A large part of the Scottish countryside is traditionally managed for shooting and stalking. However, recent policy changes at both national and European levels reflect an increasing diversity of both public and private land management objectives. This has resulted in the creation of new formal institutions (i.e. rules) governing land and game management, and the inclusion of actors from both the public sector and NGOs who have previously not had much say in countryside matters.

Here, we investigate:

  • The interplay between traditional and newly emerging institutions governing game management
  • Game managers’ responses to these policy changes (link to WP1).

To do so, we combined:

  • a policy analysis
  • a document analysis of six relevant organisations’ responses to the Wildlife and Natural Environment (WANE) Bill consultation
  • interviews and group discussions with 19 individuals active in field sports and game management.

Key findings

  • New institutions governing wildlife management, such as the Convention on Biological Diversity, EU directives and their translation into national policy, seem to have developed in parallel to the formal and informal institutions that have previously governed game management in Scotland.

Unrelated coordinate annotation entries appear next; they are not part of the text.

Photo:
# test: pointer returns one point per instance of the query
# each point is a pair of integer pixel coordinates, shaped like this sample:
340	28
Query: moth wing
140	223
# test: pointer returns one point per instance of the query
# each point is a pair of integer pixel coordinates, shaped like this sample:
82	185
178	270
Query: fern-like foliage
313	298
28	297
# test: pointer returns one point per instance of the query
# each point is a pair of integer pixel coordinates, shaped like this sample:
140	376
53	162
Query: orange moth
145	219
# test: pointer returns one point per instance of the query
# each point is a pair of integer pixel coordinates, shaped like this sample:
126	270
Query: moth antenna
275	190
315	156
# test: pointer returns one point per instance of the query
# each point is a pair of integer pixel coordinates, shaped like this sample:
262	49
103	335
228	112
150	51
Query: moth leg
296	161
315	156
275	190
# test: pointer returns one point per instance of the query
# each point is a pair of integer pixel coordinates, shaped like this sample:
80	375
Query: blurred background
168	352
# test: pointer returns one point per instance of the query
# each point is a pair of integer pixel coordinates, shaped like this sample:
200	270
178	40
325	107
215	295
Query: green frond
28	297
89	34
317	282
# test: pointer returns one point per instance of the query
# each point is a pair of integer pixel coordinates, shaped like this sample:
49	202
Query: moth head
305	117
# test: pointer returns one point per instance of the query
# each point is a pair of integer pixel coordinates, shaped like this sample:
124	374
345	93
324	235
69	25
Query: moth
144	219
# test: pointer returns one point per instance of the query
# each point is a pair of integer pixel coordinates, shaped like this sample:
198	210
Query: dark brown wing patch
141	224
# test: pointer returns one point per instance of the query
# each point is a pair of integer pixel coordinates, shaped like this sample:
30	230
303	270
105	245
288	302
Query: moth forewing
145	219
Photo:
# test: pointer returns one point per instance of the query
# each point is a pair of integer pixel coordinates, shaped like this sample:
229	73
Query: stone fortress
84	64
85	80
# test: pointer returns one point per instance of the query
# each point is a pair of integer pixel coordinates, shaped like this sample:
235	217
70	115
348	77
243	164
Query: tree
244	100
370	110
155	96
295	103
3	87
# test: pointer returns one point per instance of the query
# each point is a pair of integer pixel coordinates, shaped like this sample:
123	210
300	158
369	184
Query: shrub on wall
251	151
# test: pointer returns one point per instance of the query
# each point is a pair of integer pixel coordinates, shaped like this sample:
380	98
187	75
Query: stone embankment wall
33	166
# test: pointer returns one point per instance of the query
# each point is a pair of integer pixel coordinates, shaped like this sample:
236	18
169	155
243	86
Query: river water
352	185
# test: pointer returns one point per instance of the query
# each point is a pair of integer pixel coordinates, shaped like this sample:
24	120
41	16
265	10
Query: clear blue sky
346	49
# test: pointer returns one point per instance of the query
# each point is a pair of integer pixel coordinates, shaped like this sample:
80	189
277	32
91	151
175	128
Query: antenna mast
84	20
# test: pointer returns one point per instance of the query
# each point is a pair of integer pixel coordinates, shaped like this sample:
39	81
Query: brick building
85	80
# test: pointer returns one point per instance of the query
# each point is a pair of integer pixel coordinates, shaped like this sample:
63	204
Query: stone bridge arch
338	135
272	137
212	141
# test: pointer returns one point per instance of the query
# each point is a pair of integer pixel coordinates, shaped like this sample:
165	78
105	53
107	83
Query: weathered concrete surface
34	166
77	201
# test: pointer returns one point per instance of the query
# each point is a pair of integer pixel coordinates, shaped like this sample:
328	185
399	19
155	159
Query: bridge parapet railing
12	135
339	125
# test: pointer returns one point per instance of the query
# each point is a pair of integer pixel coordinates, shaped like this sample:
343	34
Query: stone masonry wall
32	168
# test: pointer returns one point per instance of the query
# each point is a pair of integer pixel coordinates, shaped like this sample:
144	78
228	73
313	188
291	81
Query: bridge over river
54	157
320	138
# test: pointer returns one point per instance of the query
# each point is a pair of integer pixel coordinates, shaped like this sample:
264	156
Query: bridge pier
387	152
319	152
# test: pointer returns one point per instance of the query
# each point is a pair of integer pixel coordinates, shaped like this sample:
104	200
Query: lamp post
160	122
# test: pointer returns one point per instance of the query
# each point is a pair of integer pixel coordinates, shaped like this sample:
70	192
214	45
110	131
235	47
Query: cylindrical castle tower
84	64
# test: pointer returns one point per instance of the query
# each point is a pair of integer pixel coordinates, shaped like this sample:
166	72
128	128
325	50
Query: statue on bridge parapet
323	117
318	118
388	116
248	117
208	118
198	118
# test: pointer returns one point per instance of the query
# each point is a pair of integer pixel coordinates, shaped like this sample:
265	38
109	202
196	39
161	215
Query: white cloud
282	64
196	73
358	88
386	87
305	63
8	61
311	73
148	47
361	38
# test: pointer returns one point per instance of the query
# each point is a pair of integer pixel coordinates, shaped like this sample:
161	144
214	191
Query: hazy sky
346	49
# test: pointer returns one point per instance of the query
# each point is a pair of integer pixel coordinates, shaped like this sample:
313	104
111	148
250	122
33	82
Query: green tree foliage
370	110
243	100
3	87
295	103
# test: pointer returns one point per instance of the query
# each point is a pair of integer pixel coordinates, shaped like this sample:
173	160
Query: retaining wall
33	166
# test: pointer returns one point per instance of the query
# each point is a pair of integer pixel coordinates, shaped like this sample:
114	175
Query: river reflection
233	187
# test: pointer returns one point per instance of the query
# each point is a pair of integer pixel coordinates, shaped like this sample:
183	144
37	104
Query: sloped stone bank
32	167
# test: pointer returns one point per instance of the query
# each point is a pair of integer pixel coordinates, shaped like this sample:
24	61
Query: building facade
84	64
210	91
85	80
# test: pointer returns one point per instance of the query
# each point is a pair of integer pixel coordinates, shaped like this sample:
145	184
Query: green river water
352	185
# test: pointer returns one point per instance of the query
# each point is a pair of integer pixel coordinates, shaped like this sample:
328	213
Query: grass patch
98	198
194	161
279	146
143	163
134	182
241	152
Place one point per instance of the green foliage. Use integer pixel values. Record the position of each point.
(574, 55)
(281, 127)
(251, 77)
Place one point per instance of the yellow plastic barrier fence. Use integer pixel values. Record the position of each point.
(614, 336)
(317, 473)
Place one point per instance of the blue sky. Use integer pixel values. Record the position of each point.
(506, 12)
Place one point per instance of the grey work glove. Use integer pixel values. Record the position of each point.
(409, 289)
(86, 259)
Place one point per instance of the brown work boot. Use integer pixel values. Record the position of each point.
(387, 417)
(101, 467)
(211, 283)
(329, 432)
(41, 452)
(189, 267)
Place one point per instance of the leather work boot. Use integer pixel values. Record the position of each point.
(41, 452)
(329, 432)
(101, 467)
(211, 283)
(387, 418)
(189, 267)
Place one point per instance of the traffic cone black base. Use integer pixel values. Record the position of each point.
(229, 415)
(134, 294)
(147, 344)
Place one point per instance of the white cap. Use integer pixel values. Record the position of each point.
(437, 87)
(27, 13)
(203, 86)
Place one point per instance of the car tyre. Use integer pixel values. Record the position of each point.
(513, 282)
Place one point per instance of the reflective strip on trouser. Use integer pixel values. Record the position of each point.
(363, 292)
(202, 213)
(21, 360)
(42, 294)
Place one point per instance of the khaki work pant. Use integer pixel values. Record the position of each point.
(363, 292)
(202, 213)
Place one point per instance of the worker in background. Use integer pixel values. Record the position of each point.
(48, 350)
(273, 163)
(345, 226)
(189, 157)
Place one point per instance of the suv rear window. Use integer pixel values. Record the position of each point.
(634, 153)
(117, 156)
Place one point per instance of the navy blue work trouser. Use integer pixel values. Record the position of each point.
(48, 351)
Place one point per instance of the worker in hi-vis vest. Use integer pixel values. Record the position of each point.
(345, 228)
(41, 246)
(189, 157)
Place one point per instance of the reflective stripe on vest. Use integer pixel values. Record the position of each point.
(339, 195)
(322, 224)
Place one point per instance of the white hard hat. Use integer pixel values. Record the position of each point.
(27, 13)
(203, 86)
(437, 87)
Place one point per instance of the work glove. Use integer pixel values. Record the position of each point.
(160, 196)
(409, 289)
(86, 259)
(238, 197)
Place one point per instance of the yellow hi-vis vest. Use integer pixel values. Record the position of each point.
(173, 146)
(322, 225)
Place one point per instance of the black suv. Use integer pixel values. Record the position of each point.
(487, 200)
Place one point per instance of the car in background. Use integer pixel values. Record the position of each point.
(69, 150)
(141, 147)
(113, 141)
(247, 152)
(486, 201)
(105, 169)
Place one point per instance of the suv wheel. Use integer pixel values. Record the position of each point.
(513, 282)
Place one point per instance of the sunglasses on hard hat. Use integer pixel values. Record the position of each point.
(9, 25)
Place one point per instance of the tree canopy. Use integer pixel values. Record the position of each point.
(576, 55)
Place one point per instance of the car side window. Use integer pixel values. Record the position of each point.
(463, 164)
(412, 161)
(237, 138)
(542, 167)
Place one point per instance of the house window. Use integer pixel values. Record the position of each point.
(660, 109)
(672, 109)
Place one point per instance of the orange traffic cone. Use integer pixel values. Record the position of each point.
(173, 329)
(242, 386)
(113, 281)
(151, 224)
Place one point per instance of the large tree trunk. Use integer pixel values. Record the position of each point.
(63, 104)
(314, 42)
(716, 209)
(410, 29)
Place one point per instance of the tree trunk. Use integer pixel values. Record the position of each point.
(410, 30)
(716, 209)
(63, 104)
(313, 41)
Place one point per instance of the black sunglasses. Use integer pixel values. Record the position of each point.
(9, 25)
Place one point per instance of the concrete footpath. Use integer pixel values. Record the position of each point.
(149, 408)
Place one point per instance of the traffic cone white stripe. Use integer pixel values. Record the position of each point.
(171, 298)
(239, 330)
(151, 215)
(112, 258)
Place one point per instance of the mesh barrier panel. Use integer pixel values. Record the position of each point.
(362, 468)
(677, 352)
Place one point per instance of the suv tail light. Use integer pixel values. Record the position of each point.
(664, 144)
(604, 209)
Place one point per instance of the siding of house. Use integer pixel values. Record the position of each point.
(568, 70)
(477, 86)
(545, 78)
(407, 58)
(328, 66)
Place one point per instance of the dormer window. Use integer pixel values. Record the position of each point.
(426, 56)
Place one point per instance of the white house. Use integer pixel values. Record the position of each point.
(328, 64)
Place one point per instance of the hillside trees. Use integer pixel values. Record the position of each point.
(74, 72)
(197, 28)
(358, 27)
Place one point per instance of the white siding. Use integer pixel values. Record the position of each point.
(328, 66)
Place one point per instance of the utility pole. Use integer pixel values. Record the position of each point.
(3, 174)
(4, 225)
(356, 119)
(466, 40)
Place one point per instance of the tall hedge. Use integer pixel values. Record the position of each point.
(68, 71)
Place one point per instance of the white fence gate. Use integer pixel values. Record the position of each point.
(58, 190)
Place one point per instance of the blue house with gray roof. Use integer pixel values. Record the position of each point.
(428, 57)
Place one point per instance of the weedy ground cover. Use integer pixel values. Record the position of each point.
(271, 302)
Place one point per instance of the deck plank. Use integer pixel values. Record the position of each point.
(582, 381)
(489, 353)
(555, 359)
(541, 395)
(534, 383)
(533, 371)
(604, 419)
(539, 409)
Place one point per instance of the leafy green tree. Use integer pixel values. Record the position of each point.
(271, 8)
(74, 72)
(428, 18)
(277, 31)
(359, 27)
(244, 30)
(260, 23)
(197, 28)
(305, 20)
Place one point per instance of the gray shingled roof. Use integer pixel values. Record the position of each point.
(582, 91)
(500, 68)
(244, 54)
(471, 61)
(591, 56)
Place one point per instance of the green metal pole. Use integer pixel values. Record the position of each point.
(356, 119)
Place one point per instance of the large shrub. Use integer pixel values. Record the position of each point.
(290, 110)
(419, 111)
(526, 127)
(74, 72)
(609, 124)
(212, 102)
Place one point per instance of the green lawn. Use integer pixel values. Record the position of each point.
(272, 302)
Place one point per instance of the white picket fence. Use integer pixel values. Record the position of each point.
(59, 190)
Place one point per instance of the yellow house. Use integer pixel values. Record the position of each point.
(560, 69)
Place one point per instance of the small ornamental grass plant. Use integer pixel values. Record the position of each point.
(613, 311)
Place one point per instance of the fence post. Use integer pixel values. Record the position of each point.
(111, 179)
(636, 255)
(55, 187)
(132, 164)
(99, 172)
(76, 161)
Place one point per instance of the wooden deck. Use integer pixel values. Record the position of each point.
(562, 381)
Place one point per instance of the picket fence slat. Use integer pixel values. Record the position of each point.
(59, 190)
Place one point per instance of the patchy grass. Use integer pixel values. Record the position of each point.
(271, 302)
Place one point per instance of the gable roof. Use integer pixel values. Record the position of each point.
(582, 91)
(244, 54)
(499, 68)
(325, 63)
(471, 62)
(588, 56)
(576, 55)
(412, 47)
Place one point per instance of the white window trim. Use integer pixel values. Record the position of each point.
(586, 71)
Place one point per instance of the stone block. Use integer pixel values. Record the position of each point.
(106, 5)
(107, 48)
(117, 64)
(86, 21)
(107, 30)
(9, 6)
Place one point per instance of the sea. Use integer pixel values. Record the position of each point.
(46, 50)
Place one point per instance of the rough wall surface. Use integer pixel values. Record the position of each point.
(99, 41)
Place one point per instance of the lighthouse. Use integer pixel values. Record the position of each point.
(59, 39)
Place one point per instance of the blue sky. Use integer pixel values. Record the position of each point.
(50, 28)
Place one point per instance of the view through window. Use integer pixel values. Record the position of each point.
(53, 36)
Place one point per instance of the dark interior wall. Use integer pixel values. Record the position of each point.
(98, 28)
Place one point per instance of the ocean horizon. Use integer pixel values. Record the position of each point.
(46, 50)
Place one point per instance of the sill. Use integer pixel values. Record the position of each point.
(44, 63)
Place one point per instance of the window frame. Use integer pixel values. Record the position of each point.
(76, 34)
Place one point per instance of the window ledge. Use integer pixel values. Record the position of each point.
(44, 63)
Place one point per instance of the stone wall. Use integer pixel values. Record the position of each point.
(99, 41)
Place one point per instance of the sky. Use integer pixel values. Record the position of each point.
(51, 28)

They appear poorly reconciled with existing institutions, such as property rights to the land, and are thus not necessarily effective.
  • Game managers and their organisations consider public interests to be increasingly influential.
  • Some of them feel “under siege” and see their activities threatened and their rights compromised by growing public claims to the countryside and its wildlife.
  • Game managers argue that recent policies for game management are generated by international, non-local or urban actors who lack ‘true’ knowledge of the way the countryside works. They contend that they, as game managers, hold the appropriate knowledge – a knowledge that cannot be acquired, e.g., through college studies.
  • Some game managers argue that recent policies might not be based on the right knowledge. However, this line of thinking has an exclusive and irrefutable character: Because appropriate knowledge cannot be obtained by outsiders, they are by definition not (and will never be) entitled to have a say in countryside matters.
  • This line of argument unites individuals across different types of estates and sporting activities.

Conclusion

The lack of reconciliation between traditional and more recent institutions combined with a strong discourse that asserts knowledge-based claims of game managers could explain why recent conservation policies have so far had a comparatively limited influence on Scottish land management. Both factors need to be addressed if tensions between sporting and institutionalised conservation are to be resolved.